LSN: O senhor gostaria de adicionar algo?

AV: Vamos dar a última palavra a Santa Brígida da Suécia, co-padroeira da Europa:

“O Pai falou, enquanto todo o exército do céu estava ouvindo, e Ele disse:

‘Diante de vós declaro minha queixa, entreguei minha filha a um homem que a atormenta terrivelmente e amarra seus pés a uma estaca de madeira, de tal modo que a medula saiu de seus pés.’

“O Filho respondeu: ‘Pai, eu a redimi com meu sangue e a tomei como noiva, mas agora ela foi raptada à força.’

“O Pai exclamou: ‘Meu Filho, compartilho o vosso lamento, vossa palavra é minha, vossas obras são minhas. Vós estais em Mim e eu em Vós. Que vossa vontade seja feita.’

“Então a Mãe falou, dizendo: ‘Vós sois meu Deus e meu Senhor. Meu seio portou os membros do vosso Filho abençoado, que é vosso verdadeiro Filho e meu verdadeiro Filho. Não recusei nada a Ele na terra. Por causa de minhas orações, tende piedade de sua filha, a Igreja!’

“O Pai respondeu: ‘Visto que nada me recusastes na Terra, não quero Vos recusar nada no Céu. Que seja feita a vossa vontade.’

“Depois disso, os anjos falaram, dizendo: ‘Vós sois nosso Senhor, em Vós possuímos tudo de bom e não precisamos de nada além de Vós. Quando Vós escolhestes esta Noiva, todos nos alegramos; a essa altura, temos motivos para ficar triste, porque ela foi entregue nas mãos dos piores homens, que a ofendem com todo tipo de insultos e abusos. Portanto, tende piedade dela, segundo vossa grande misericórdia, e não há ninguém para consolá-la e libertá-la senão Vós, Senhor, Deus Todo-Poderoso.’
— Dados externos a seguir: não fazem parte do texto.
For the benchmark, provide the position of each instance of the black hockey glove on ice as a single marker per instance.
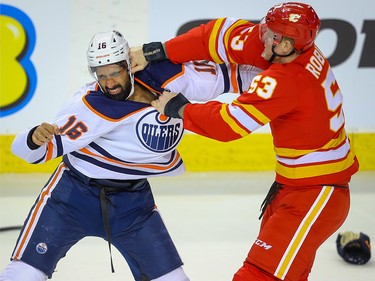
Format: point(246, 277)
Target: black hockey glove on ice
point(354, 248)
point(154, 52)
point(174, 105)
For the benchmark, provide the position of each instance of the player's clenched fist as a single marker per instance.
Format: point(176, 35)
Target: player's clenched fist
point(44, 133)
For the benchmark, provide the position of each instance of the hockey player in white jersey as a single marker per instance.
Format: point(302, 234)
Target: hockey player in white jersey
point(111, 140)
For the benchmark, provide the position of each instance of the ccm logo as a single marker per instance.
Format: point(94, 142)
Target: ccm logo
point(262, 244)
“Então Ele disse aos anjos: ‘Vós sois meus amigos e a chama do vosso amor queima em meu coração. Terei piedade de minha filha, minha Igreja, pelo amor de vossas orações’ ”(Revelações, livro I, capítulo 24).

Mais uma vez, permitamos que Santa Brígida fale:

“Saiba que, se algum Papa conceder aos padres a permissão para contrair matrimônio carnal, ele será espiritualmente condenado por Deus […]. Deus privaria completamente o mesmo Papa da visão e audição espirituais, bem como das palavras e ações espirituais. Toda a sua sabedoria espiritual ficaria completamente congelada. Então, após sua morte, sua alma seria lançada no inferno para ser atormentada para sempre, para se tornar alimento de demônios eternamente e sem fim. Sim, mesmo que o próprio Papa São Gregório tivesse decretado isso, ele nunca obteria o perdão de Deus a partir dessa sentença, a menos que a revogasse humildemente antes da morte” (Apocalipse, livro VII, 10).

Senhor, tende piedade da vossa Igreja, pelo amor de nossas orações e aflições!